Каттими завела лошадей внутрь, Кай устроил за дверью шалаш из войлока и лыж, чтобы выход не завалило снегом, закрыл дверь на затянутый ржавчиной засов и уже хотел было сплести заклинание над приготовленными для костра дровами.

— Нет, — в темноте остановила его Каттими. — Дальше буду колдовать только я. А ты запоминай. Или забыл уже о своей жажде? Нас могут услышать.

Она сплела заклинание мастерски. Только щелкнула пальцами, да так, что и щелчок не прозвучал, а язычок пламени уже пополз по сухой щепке, перекинулся на завиток коры, принялся вылизывать уже побывавшую в чьем-то костре деревяшку, и вот загудело, затрещало под каменным куполом, повеяло теплом и жильем. Из темноты показались довольные лошадиные морды с клоками сена в зубах, поленница дров, мешки, железная тренога для котла, лицо Каттими, усыпанное капельками воды от растаявших снежинок, старая лампа в каменной нише.

— Есть немного масла, и фитиль не до конца выгорел, — с удивлением заметила Каттими, поднесла к промасленной суконке лучинку и вот уже вовсе осветила своды. Снова щелкнула пальцами и заставила дым от костра подниматься строго вверх, где обнаружилось отверстие для него. Расправила кожаные ведра, закатила в костер выпавшие из кладки камни, подмигнула Каю: — Сумеешь набить посудинку снегом? Неплохо бы помыться да привести себя в порядок. Если бы ты только знал, как же я устала!

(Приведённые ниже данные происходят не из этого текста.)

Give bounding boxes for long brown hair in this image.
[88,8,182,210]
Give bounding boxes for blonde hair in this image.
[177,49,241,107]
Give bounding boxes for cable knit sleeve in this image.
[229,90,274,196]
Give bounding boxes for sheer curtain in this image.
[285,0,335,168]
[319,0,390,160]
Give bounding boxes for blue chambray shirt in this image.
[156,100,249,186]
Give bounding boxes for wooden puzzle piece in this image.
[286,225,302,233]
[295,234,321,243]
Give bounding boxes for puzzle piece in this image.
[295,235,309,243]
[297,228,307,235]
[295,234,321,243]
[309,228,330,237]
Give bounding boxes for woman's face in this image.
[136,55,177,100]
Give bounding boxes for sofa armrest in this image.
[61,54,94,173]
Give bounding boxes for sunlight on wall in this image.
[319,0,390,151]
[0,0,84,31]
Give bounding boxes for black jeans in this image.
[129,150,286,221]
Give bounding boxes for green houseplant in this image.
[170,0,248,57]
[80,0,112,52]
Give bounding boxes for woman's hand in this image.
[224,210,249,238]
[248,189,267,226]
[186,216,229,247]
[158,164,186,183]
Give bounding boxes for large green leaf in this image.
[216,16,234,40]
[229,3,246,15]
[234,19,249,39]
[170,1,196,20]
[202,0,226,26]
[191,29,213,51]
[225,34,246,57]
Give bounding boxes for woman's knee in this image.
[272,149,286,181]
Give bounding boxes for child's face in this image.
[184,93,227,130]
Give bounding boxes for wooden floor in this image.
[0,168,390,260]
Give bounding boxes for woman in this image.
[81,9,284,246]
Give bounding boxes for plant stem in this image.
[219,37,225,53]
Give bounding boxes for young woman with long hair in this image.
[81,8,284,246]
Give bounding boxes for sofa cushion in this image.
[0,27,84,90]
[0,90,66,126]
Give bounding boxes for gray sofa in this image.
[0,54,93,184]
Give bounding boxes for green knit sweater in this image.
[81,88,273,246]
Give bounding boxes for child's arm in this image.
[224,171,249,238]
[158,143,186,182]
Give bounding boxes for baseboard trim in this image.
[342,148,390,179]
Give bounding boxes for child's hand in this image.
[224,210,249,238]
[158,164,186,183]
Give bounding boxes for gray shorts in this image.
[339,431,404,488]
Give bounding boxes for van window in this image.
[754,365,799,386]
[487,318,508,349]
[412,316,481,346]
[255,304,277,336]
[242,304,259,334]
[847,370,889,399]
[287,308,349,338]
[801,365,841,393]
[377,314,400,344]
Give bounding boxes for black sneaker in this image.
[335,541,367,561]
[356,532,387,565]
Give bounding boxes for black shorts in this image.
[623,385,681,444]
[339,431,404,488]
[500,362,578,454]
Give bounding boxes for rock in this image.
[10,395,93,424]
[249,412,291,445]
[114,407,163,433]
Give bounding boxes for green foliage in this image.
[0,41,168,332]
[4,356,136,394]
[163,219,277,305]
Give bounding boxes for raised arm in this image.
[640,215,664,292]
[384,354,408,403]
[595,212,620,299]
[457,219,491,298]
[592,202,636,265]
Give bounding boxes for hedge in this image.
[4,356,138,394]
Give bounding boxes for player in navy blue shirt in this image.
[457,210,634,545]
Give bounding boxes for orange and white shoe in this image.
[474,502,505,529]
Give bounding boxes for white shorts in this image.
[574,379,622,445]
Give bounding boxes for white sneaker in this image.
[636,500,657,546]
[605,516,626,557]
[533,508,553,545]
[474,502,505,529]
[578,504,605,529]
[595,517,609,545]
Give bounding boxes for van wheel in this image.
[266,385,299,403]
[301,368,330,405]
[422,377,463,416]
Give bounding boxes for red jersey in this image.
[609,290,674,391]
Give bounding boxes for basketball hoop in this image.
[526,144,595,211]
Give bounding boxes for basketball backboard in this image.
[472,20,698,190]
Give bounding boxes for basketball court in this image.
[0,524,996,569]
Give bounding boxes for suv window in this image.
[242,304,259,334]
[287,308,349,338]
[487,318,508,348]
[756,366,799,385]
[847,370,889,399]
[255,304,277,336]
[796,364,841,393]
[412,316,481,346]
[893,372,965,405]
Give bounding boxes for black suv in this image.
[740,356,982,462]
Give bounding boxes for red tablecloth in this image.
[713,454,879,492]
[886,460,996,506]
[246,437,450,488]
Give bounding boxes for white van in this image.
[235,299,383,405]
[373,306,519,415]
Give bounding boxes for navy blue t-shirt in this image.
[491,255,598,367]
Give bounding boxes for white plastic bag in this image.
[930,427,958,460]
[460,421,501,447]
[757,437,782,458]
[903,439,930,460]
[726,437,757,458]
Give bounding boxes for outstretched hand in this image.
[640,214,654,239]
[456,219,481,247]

— Догадываюсь, — улыбнулся Кай и отправился за снегом.

Через пару часов, когда отшипели, отдавая тепло воде, раскаленные камни, когда подошла каша и высохли уже отросшие до плеч волосы Каттими, когда наполнились животы и успокоилось дыхание после жарких ласк, она закрыла глаза и прошептала обычное:

— Я бы задержалась здесь до весны, будь у нас чуть побольше еды и дров. Если бы не боялась, что ты умрешь от жажды.

Повернулась и посмотрела на него так, как не смотрела уже давно.

— Странно, — хмыкнул он, — всякий раз, когда ты так смотришь на меня, мне кажется, что ты намного меня старше.

— Еще бы. — Она откинулась на спину, потянулась. — Я уже говорила тебе о пропасти? Каждая женщина мать, поэтому в каждом мужчине она видит своего ребенка. Или своего будущего ребенка. И каждая лишь часть, звено в цепи, которая соединяет то, что было, и то, что будет. Всё через женщину.

— А мужчины, стало быть, только на побегушках? — сделал вывод Кай.

— Завидная участь, — прошептала Каттими, засыпая, — не каждый сможет…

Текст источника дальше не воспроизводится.